Now, though league defenses won't respect him with beneficial spacing until Cole proves himself over the long run, the shot looks fluid. If the ball finds him in the corner or on the wing, Cole is a legitimate option.
He's now an option not just to take a shot, but turn opportunity into a positive play by creating for his teammates. Here's Cole creating along the baseline and later earning himself a hockey assist.
The combination of offensive maturity, more reliable shooting and his usual defense – along with a positive matchup with Jennings and Monta Ellis – has been enough to keep Cole on the floor for long periods of time in the playoffs, his minutes rising to almost 24 per game after being at less than 10 last year. And nearly half of those minutes have come in the fourth quarter.
"Norris is a hard-nosed defender," LeBron James said. "He loves to take the challenge against some of the best point guards that we have in our league. He continues to take the challenge throughout the season and throughout the playoffs thus far. His energy, his effort, he's getting smarter by the day, getting into the film room and actually seeing what he can do better to help our team and it's paying dividends for our team on the floor."
What are those dividends? The HEAT are outscoring the Bucks by 22.3 points per 100 possessions when Cole is on the floor, a higher mark than James in this young postseason, and only Chris Andersen (tops in net efficiency) has the team playing stingier defense when he's on the court. Even better, the pairing of Cole and Ray Allen is outscoring the Bucks by 26.3 points for every 100 possessions after that duo struggled to find balance throughout the regular season.
It's three playoff games against the Bucks, yes, but they're three important games for Cole.
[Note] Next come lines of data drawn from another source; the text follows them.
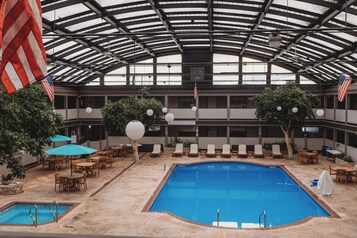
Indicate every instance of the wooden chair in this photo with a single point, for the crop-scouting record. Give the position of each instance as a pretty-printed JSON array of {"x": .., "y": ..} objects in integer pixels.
[
  {"x": 341, "y": 175},
  {"x": 211, "y": 151},
  {"x": 226, "y": 151},
  {"x": 193, "y": 150},
  {"x": 58, "y": 181}
]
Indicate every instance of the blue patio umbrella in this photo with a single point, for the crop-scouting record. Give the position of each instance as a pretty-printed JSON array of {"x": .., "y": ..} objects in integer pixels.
[
  {"x": 70, "y": 150},
  {"x": 60, "y": 138}
]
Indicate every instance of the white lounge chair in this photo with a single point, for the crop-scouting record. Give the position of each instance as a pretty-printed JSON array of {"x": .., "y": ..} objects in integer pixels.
[
  {"x": 276, "y": 151},
  {"x": 242, "y": 151},
  {"x": 156, "y": 150},
  {"x": 258, "y": 151},
  {"x": 211, "y": 151},
  {"x": 179, "y": 150},
  {"x": 226, "y": 151},
  {"x": 193, "y": 150}
]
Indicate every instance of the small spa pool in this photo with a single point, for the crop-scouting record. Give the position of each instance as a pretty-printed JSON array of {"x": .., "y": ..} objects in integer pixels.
[
  {"x": 18, "y": 213},
  {"x": 236, "y": 194}
]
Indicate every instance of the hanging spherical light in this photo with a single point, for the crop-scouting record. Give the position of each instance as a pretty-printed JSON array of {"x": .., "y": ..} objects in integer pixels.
[
  {"x": 169, "y": 117},
  {"x": 135, "y": 130},
  {"x": 149, "y": 112},
  {"x": 89, "y": 110},
  {"x": 320, "y": 112}
]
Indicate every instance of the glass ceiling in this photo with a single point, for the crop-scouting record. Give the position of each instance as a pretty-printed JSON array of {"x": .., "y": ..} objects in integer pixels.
[{"x": 87, "y": 39}]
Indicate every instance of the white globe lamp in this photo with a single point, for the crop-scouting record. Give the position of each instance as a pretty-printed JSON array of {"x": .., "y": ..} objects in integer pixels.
[
  {"x": 135, "y": 130},
  {"x": 169, "y": 117},
  {"x": 89, "y": 110},
  {"x": 149, "y": 112}
]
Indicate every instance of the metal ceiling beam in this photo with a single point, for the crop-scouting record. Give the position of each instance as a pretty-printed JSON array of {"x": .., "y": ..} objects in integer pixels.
[
  {"x": 324, "y": 18},
  {"x": 164, "y": 21},
  {"x": 210, "y": 23},
  {"x": 265, "y": 9},
  {"x": 103, "y": 13}
]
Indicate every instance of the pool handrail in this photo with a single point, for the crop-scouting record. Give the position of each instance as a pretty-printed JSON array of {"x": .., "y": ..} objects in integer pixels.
[
  {"x": 265, "y": 219},
  {"x": 34, "y": 221},
  {"x": 55, "y": 217}
]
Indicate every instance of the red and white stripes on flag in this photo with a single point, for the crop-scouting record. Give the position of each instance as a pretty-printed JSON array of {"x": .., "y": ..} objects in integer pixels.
[
  {"x": 344, "y": 82},
  {"x": 21, "y": 47}
]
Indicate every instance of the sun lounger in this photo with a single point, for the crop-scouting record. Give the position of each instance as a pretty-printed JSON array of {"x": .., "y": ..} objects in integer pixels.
[
  {"x": 258, "y": 151},
  {"x": 211, "y": 151},
  {"x": 226, "y": 151},
  {"x": 156, "y": 150},
  {"x": 242, "y": 151},
  {"x": 193, "y": 150}
]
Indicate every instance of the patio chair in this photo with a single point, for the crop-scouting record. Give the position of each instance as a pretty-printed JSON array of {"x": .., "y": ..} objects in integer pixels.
[
  {"x": 156, "y": 150},
  {"x": 211, "y": 151},
  {"x": 226, "y": 151},
  {"x": 193, "y": 150},
  {"x": 276, "y": 151},
  {"x": 242, "y": 151},
  {"x": 179, "y": 150},
  {"x": 258, "y": 151}
]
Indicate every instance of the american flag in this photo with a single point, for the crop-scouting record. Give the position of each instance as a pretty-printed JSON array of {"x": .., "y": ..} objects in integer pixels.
[
  {"x": 344, "y": 82},
  {"x": 48, "y": 85},
  {"x": 23, "y": 55},
  {"x": 195, "y": 94}
]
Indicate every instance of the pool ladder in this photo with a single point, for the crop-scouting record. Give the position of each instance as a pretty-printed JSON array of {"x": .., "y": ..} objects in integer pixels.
[
  {"x": 34, "y": 220},
  {"x": 264, "y": 214},
  {"x": 55, "y": 216}
]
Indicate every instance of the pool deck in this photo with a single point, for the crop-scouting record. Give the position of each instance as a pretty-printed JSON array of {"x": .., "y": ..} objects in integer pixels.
[{"x": 113, "y": 203}]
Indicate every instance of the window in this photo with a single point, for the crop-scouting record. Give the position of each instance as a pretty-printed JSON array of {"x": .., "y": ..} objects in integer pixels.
[
  {"x": 340, "y": 137},
  {"x": 213, "y": 131},
  {"x": 213, "y": 102},
  {"x": 329, "y": 101},
  {"x": 352, "y": 140},
  {"x": 72, "y": 102},
  {"x": 60, "y": 102},
  {"x": 353, "y": 102}
]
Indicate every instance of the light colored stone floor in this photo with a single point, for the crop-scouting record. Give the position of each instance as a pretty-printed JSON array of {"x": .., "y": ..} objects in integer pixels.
[{"x": 117, "y": 209}]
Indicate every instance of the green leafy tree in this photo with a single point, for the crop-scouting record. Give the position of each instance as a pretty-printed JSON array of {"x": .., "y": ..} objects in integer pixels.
[
  {"x": 286, "y": 98},
  {"x": 118, "y": 114},
  {"x": 27, "y": 121}
]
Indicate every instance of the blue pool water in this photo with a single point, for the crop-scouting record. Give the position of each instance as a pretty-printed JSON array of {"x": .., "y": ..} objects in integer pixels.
[
  {"x": 19, "y": 213},
  {"x": 240, "y": 191}
]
He could still lose minutes in possible future rounds if the matchups don't favor him or if he simply doesn't play this well – again, the peaks and valleys of youth – but beyond providing Spoelstra with a capable option off the bench, Cole has his career pointed in the right direction again.
What that career will be is tough to predict, but right now Cole is taking advantage of every opportunity he has to maximize his own potential. And whether his potential turns out to be that of a star or a career rotation player, that means becoming a player that sticks in the league for a long, long time.
Long enough, at least, for another young player to come along some day and ask Cole how to force other players into bad shots. Until then, however, Battier still has plenty to teach him about variance and the random game.
"A little bit," Battier says with a knowing smile. "He understands a little bit."